According to the latest long-term forecast, Invesco QQQ price will hit $500 by the middle of 2024 and then $600 by the end of 2025. Invesco QQQ will rise to $700 within the year of 2027, $800 in 2028, $900 in 2029, $1000 in 2030, $1100 in 2032 and $1200 in 2034.

What is the yield of QQQ? ›

QQQ Dividend Information

QQQ has a dividend yield of 0.55% and paid $2.64 per share in the past year. The dividend is paid every three months and the last ex-dividend date was Mar 18, 2024.

What is Qqqm vs Qqq? ›

QQQ targets investing in US Equities, while QQQM targets investing in US Equities. QQQ is managed by Invesco, while QQQM is managed by Invesco. Both QQQ and QQQM are considered high-volume assets. They're less likely to be affected by issues like slippage and failed orders on Composer than low-volume assets.

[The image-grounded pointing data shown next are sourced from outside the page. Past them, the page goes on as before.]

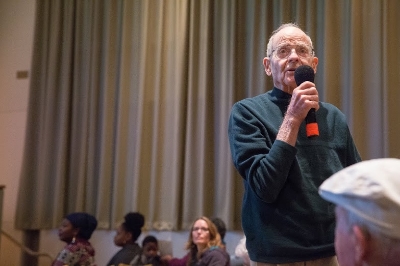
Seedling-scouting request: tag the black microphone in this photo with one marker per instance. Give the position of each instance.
(301, 74)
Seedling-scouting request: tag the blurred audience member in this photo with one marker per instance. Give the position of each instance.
(126, 236)
(221, 227)
(241, 252)
(76, 230)
(204, 246)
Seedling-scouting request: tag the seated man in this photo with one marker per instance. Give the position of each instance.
(367, 198)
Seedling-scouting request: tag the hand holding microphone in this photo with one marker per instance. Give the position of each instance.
(301, 74)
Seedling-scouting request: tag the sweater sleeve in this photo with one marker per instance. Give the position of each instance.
(260, 159)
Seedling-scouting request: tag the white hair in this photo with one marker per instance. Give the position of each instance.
(286, 25)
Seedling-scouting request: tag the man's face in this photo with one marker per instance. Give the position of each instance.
(344, 244)
(201, 233)
(282, 69)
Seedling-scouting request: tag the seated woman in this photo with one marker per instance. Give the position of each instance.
(127, 234)
(204, 246)
(76, 230)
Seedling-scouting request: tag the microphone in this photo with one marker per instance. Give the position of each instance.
(301, 74)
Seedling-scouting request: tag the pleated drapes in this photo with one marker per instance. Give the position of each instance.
(129, 100)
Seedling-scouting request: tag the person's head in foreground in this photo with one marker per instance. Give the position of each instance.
(77, 225)
(367, 198)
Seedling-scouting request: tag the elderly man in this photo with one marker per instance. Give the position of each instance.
(367, 198)
(284, 219)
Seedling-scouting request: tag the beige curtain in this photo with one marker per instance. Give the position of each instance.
(129, 100)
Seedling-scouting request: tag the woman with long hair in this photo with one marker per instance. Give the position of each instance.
(205, 246)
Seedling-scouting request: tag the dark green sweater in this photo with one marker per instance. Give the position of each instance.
(283, 217)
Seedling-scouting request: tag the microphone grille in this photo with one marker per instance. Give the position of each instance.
(304, 73)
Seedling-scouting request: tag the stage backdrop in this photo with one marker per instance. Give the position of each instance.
(129, 100)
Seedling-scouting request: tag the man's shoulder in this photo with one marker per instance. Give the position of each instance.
(255, 102)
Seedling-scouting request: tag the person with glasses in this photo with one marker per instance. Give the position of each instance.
(204, 246)
(284, 219)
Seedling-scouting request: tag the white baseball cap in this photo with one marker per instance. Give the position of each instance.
(371, 190)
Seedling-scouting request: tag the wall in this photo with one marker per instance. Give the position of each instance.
(16, 44)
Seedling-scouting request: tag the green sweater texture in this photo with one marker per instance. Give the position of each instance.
(283, 217)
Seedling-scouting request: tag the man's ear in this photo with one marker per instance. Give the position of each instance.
(267, 66)
(362, 244)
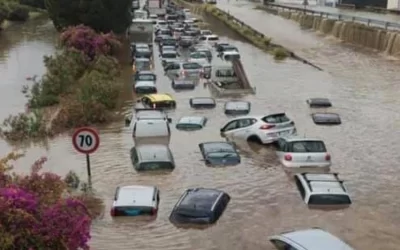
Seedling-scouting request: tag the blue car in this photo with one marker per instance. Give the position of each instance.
(219, 153)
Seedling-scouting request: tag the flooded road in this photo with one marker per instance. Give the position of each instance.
(265, 201)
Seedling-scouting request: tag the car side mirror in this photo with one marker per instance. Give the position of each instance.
(128, 120)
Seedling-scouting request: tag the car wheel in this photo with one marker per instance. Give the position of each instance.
(255, 139)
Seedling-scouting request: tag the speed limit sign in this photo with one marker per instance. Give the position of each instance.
(86, 140)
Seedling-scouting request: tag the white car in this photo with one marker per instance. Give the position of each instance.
(308, 239)
(262, 129)
(322, 189)
(199, 57)
(298, 152)
(135, 201)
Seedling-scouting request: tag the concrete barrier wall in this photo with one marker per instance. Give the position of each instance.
(351, 32)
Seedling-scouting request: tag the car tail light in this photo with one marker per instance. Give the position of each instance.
(327, 157)
(112, 212)
(267, 126)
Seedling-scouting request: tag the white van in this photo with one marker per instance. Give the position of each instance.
(151, 131)
(223, 73)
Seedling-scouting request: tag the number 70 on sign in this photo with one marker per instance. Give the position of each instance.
(85, 140)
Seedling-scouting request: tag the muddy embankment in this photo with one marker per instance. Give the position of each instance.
(354, 33)
(258, 39)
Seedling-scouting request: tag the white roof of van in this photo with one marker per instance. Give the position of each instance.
(135, 196)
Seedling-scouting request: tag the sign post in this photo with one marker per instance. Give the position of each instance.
(86, 140)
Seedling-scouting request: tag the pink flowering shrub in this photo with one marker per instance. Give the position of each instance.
(85, 39)
(36, 212)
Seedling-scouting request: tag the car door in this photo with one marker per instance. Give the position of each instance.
(244, 125)
(281, 148)
(280, 245)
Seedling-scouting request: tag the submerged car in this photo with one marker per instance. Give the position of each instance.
(322, 189)
(191, 123)
(150, 157)
(145, 87)
(237, 108)
(308, 239)
(202, 102)
(199, 206)
(135, 200)
(163, 101)
(300, 152)
(319, 103)
(326, 118)
(145, 76)
(142, 64)
(262, 129)
(183, 84)
(219, 153)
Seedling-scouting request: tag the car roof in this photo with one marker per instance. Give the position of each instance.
(328, 183)
(217, 146)
(294, 138)
(150, 114)
(135, 196)
(160, 97)
(200, 199)
(313, 239)
(142, 59)
(145, 84)
(155, 152)
(231, 52)
(237, 105)
(145, 72)
(207, 100)
(192, 120)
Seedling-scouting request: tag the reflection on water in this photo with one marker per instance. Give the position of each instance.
(265, 200)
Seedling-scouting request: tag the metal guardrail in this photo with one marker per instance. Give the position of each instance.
(340, 17)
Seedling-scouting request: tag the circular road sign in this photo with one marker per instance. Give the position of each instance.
(86, 140)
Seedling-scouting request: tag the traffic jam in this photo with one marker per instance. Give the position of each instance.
(191, 58)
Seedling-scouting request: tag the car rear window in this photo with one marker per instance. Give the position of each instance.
(329, 199)
(191, 66)
(276, 118)
(151, 128)
(213, 39)
(308, 146)
(156, 165)
(132, 211)
(188, 126)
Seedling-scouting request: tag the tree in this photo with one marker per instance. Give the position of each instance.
(101, 15)
(36, 213)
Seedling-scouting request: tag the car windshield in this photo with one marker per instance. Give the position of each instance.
(142, 64)
(191, 66)
(198, 56)
(156, 165)
(165, 104)
(308, 146)
(146, 77)
(188, 126)
(329, 199)
(169, 55)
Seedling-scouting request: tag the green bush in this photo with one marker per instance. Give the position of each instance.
(17, 12)
(63, 70)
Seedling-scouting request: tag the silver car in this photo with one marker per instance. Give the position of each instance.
(184, 69)
(263, 129)
(308, 239)
(297, 152)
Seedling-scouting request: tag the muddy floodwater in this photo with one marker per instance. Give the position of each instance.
(363, 88)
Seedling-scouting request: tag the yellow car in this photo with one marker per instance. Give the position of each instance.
(153, 101)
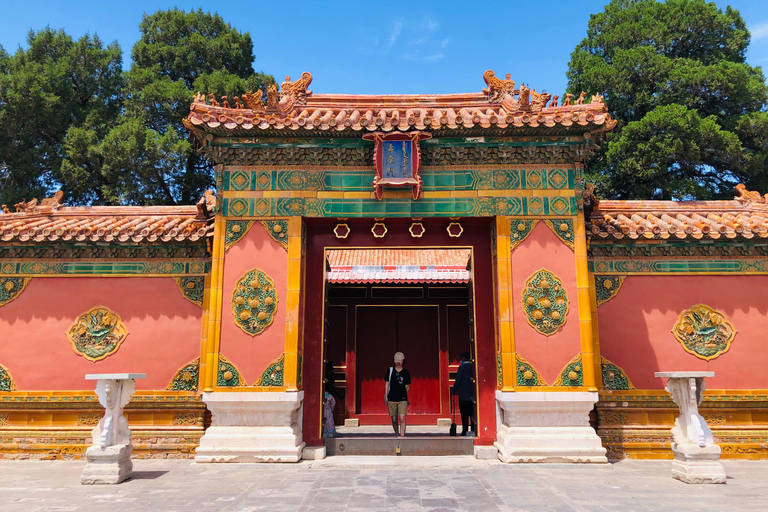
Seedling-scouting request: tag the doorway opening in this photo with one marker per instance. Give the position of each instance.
(366, 323)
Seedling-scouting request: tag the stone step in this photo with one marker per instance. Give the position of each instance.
(410, 445)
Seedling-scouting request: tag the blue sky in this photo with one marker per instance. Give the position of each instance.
(355, 47)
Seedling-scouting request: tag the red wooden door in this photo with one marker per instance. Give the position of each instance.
(380, 332)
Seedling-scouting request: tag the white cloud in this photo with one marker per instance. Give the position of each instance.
(759, 31)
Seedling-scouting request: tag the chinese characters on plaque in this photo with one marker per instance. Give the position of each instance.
(396, 159)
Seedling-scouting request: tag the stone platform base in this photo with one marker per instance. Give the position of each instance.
(253, 427)
(547, 427)
(110, 465)
(696, 465)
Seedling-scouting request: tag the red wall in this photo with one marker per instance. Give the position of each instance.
(164, 331)
(252, 354)
(636, 328)
(547, 354)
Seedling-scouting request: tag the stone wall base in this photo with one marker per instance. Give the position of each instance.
(547, 427)
(253, 427)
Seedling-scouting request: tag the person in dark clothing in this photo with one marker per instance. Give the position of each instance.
(465, 388)
(396, 393)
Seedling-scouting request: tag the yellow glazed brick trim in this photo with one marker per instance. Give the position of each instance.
(584, 304)
(209, 360)
(292, 331)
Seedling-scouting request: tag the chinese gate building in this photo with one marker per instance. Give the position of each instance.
(346, 228)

What stock pays the best monthly dividends? ›

Top 9 monthly dividend stocks by yield
SymbolCompany nameForward dividend yield (annual)
EFCEllington Financial12.89%
EPREPR Properties8.43%
APLEApple Hospitality REIT6.71%
ORealty Income Corp.6.00%
5 more rows
May 31, 2024

What is the best ETF to buy right now? ›

  • Top 7 ETFs to buy now.
  • Vanguard 500 ETF.
  • Invesco QQQ Trust.
  • Vanguard Growth ETF.
  • iShares Core SP Small-Cap ETF.
  • iShares Core Dividend Growth ETF.
  • Vanguard Total Stock Market ETF.
  • iShares Core MSCI Total International Stock ETF.
May 30, 2024

What are 3 disadvantages to owning an ETF over a mutual fund? ›

Disadvantages of ETFs
  • Trading fees. Although ETFs are generally cheaper than other lower-risk investment options (such as mutual funds) they are not free. ...
  • Operating expenses. ...
  • Low trading volume. ...
  • Tracking errors. ...
  • The possibility of less diversification. ...
  • Hidden risks. ...
  • Lack of liquidity. ...
  • Capital gains distributions.

Is Qqqy a good investment? ›

TSE:QQQY has a consensus rating of Strong Buy which is based on 36 buy ratings, 7 hold ratings and 0 sell ratings.

Is QQQ a good investment in 2024? ›

How is QQQ stock faring? The Invesco QQQ ETF is up 1.31% in the past 5 days and has risen about 18.6% year-to-date. According to TipRanks' unique ETF analyst consensus, determined based on a weighted average of its holdings' analyst ratings, QQQ is a Moderate Buy.

Should you buy Invesco Qqq? ›

Invesco QQQ Trust

Despite its popularity, QQQ is very rarely the best choice for any investor. If you want a quick, easy way to invest in the high-flying tech stocks found in the Nasdaq-100 index, one of the most popular ETFs you could buy is the Invesco QQQ Trust ETF (QQQ 0.03%).

Is GlycoMimetics a buy or sell? ›

GlycoMimetics has 565.40% upside potential, based on the analysts' average price target. GlycoMimetics has a consensus rating of Moderate Buy which is based on 2 buy ratings, 2 hold ratings and 0 sell ratings.